İhsaniye Kaymakamı Ö. Faruk İlhan’ın işadamlarını da korkuttuğunu öne süren Milletvekili [H.Ü.], Kaymakam İlhan’ın bir termal tesisi mühürleyip sahibinin hayatını çökerttiğini söyledi. 'Sayın Kaymakam şunu atlıyor. Orada gelişen ekonomiyi bir iki tanesini ürküterek bütün Afyon’un ekonomisini çökerttiğinin farkında değil. Bu arkadaşı da maalesef Sayın Vali çok iyi falan filan diyerek birilerince yanlış bilgilendirilip kolluyor. Biz bunu da çözdük. Anladık ki bu durum Vali’den kaynaklanıyor. Bir Kaymakam bir işadamının iş yerine gidip tabanca gösterebilir mi? Böyle bir edepsizlik olabilir mi? Bundan eminim. Gazeteci arkadaşlardan bir tanesi de buna tanık. Tanık olan o kişiye bu sorulabilir. Tabancasını şak diye çıkarıp ortaya koyuyor. Bu edepsizliktir, bir de bunun üzerine tabancasını boşaltmış. Nezaketsiz bu adam. Bu adamın yaptığı sadece işadamlarıyla sınırlı değil. Üniversiteye yüksek lisansa gelmiş. Kaymakamlık makam aracıyla oraya girmiş. Orada çalışanlara, öğretim üyelerine falan siyah gözlükleri takmış üniversitedekilerde rahatsız olmuşlar. Bu adam hakkında yeterince dosya toparlandı. Beyefendi ile bire bir konuşmadım. Araya gazeteci arkadaşlar girdi. Gazeteciye dedim sen onun avukatı mısın? Milleti dinliyorum buyursun gelsin onu da dinleyeyim.' dedi.

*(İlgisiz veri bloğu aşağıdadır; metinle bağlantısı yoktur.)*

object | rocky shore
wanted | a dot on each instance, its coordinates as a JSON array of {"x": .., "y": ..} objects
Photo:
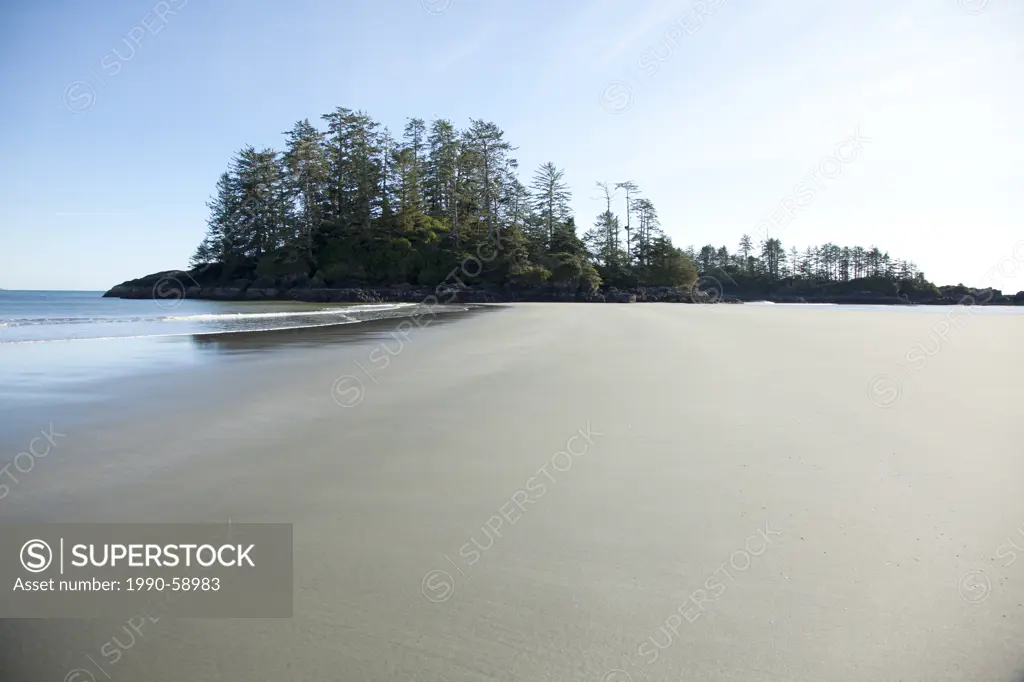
[{"x": 178, "y": 284}]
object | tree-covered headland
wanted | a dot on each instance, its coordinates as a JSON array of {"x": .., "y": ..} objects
[{"x": 348, "y": 204}]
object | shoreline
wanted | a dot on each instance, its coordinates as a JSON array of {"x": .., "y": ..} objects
[
  {"x": 169, "y": 286},
  {"x": 389, "y": 470}
]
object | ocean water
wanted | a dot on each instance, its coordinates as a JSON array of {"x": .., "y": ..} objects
[
  {"x": 61, "y": 350},
  {"x": 39, "y": 316}
]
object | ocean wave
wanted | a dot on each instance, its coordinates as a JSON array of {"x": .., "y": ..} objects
[{"x": 174, "y": 334}]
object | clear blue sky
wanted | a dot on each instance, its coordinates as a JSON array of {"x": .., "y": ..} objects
[{"x": 738, "y": 107}]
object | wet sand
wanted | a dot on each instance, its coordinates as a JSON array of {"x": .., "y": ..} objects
[{"x": 729, "y": 493}]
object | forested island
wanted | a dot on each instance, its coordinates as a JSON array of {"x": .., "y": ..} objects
[{"x": 349, "y": 212}]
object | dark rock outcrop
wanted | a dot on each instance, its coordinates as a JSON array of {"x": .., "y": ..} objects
[{"x": 175, "y": 285}]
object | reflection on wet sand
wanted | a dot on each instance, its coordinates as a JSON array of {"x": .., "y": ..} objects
[{"x": 383, "y": 325}]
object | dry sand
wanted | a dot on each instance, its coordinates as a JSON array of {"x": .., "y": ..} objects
[{"x": 884, "y": 502}]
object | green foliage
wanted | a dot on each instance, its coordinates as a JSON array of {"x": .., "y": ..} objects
[{"x": 351, "y": 205}]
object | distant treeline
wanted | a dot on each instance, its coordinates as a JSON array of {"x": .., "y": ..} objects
[{"x": 350, "y": 204}]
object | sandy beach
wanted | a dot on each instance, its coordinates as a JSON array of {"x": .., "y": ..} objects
[{"x": 573, "y": 492}]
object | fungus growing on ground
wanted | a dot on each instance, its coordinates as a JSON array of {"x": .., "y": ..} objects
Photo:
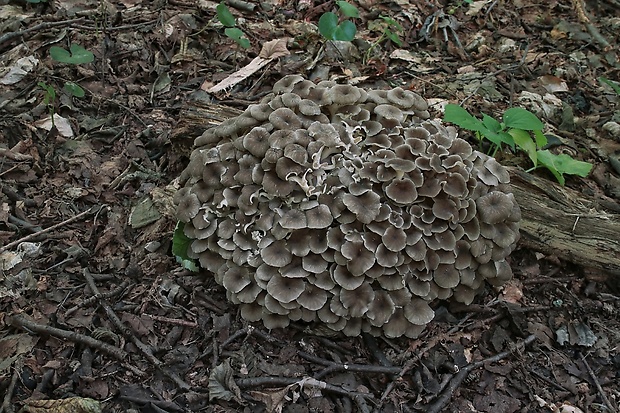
[{"x": 329, "y": 203}]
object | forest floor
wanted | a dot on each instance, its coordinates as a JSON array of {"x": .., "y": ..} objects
[{"x": 93, "y": 305}]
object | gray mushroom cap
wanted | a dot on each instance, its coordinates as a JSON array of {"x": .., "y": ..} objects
[{"x": 329, "y": 203}]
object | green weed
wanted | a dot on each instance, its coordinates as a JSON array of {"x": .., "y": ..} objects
[
  {"x": 332, "y": 28},
  {"x": 228, "y": 20},
  {"x": 516, "y": 131}
]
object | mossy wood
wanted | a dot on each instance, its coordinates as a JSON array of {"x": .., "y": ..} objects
[
  {"x": 563, "y": 222},
  {"x": 555, "y": 220}
]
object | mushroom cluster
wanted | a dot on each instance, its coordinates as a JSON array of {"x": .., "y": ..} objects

'Koşu bandını devlet töreniyle açıyor'

Kaymakam Ö. Faruk İlhan’ın kendisinde biriken dosyasının kabarık olduğunu anlatan Milletvekili [H.Ü.], bu nedenle dinleyecek bir şey kalmadığını belirtti. Kaymakam İlhan’ın, Ankara’da Mavi Hayat isminde bir derneğin Başkanı olduğunu dile getiren Milletvekili [H.Ü.]; 'Bu dernek marifetiyle bir şeyler yapmaya çalışıyor. Komedisi eğer internette duruyorsa bakılsın mavihayat.org adresidir. Daha önce Kaymakamlık yaptığı yerde bir tane koşu bandı açmış. Spor tesisi kurdum diye. Koşu bandında kravatlı halde koşuyor, adamları da yanında esas duruşta bekliyor. Yahu biz koşu bandını Afyon’da evlerimize koyduk. Bizim her yerimiz koşu bandı fitnes. Şehir içinde de dışında da. Bu adam bir koşu bandını almayı devlet töreniyle açabilecek kadar komik durumlara düşen bir arkadaş. İstihdam sağlıyorum diye. Aklınca bu arkadaş bu derneğe hazine arazilerini istiyor. Emre gölü kenarında ki 60 bin 20 bin küsurluk yerleri derneğine orman kurma amacıyla isti-yor. Belediye Meclisi de niye Mavi Hayat Derneğine kurmak istiyorsunuz diye karşı çıkıyor. Ayazin’de İl Özel İdaresi’nin Ayazini Belediyesine tahsis edilen yeri Belediye’den tahsis ettiriyor. Sonra bu yanlış oldu diyerek tahsisi iptal ettiriyor. Mahalli İdareler Birliğine tahsis ettiriyor. Birlik Başkanı da kendisi ya ihaleye çıkıyor. Çok komik bir fiyata aynı tesisi Mavi Hayat Derneğine kiralıyor. Ben burada istihdam kursu açacağım diye. Altı aydır bir tane kurs açmadı. Biz olayı orta yere çıkarınca Mavi Hayat Derneği çalışmalarını Afyon’dan çekti. Burada da adamları var. Ben personelle görüştüm ertesi gün buraya geldi. Buradan haber uçurdular. Gitti orada açıklama yaptı dernek faaliyeti çekildi diye. Daha bitmedi derneğe Kayıhan’dan 200 bin metrekarelik yer istiyor. Bunların kayıtları var. Resmi başvuruları var. Sit alanı olmadığı için alamıyor. Derneği kaymakamlıkla eş tutmuş. Kaymakamlık gücünü kullanarak maalesef bizim İhsaniye İGM üyemiz, İlçe Başkanımız da Mavi Hayat Derneğini kaymakamlık zannetmişler.' diye konuştu.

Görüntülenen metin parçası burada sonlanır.